Example 1: Preparation of First Compound [AlMe 2 (N(tBu)CH 2 CH 2 NMe 2 )]
1-1. Preparation Method
[0083]Under an argon atmosphere, 132.5 g of a trimethylaluminum hexane solution and 100 g of dehydrated n-hexane were mixed in a 500 ml flask. The mixture was cooled to 5° C., and 42.6 g of N-(tert-butyl)-N′, N′-dimethylethane-1,2-diamine was slowly added dropwise. After the dropwise addition, a temperature was increased to room temperature, and the mixture was stirred for 15 hours. Then, a solvent was removed to obtain a residue. Then, the residue was distilled and purified under a reduced pressure of 500 Pa at a bath temperature of 120° C. to 125° C. As a result, 55 g of a first compound was obtained with a yield of 95%.
1-2. Analysis of the First Compound
(1) Element Analysis (Metal Analysis: ICP-AES)
[0084]Al: 8.5% (theoretical value 8.6%), C: 61.2% (theoretical value 61.3%), H: 12.3% (theoretical value 12.2%), N: 18.0% (theoretical value 17.9%)

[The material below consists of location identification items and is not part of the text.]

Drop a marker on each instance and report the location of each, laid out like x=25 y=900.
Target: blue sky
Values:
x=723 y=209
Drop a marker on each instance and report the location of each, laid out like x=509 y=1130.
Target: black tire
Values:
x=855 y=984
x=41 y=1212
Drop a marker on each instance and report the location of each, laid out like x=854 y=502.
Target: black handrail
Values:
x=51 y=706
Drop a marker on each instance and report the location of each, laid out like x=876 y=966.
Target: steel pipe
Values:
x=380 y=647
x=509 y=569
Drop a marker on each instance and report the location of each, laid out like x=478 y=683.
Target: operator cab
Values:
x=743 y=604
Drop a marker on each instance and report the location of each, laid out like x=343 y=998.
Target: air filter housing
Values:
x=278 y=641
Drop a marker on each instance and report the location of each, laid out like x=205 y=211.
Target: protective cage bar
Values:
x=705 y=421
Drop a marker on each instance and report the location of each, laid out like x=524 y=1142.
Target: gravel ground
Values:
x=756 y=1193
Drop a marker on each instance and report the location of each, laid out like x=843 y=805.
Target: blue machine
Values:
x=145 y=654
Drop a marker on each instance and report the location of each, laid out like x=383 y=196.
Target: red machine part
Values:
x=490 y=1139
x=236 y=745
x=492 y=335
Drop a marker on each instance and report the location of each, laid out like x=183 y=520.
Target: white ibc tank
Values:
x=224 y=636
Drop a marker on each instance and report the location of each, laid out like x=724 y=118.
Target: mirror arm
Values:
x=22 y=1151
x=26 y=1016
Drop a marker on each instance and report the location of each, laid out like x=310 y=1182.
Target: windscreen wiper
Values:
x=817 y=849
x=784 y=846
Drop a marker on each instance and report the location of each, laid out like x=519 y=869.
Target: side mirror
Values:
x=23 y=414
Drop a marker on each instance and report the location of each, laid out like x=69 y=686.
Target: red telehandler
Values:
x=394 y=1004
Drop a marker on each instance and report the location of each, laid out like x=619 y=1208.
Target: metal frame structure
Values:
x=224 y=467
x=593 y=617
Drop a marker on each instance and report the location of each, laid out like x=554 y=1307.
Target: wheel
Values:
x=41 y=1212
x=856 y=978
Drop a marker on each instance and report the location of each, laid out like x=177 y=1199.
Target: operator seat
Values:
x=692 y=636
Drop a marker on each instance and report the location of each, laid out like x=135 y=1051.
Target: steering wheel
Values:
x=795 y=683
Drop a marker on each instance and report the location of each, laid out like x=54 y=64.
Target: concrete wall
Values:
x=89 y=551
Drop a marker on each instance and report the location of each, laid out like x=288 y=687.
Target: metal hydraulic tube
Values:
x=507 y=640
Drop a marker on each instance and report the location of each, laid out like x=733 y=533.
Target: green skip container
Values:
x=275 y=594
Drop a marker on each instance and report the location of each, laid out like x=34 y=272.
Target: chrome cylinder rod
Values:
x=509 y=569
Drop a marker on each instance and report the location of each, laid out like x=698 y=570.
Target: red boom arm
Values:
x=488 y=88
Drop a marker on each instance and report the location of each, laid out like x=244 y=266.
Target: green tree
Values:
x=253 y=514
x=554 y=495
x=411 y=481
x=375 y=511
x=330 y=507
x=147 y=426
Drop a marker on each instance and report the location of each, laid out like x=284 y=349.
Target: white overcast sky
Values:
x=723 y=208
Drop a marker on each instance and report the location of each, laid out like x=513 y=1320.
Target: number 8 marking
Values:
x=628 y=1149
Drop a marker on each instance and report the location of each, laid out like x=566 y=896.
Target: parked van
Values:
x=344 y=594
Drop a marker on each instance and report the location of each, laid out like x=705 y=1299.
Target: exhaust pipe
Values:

(2) 1H-NMR (Solvent: Hexadeuterobenzene) (Chemical Shift: Multiplicity: H Number)
[0085](−0.517: s: 6H), (1.300: s: 9H), (1.689: s: 6H), (2.127 to 2.155: t: 2H), (2.748 to 2.776: t: 2H)
(3) Atmospheric Pressure TG-DTA
[0086]Temperature at 50% mass loss: 149° C. (Ar flow rate: 100 mL/min, heating rate: 10° C./min, sample amount: 9.653 mg)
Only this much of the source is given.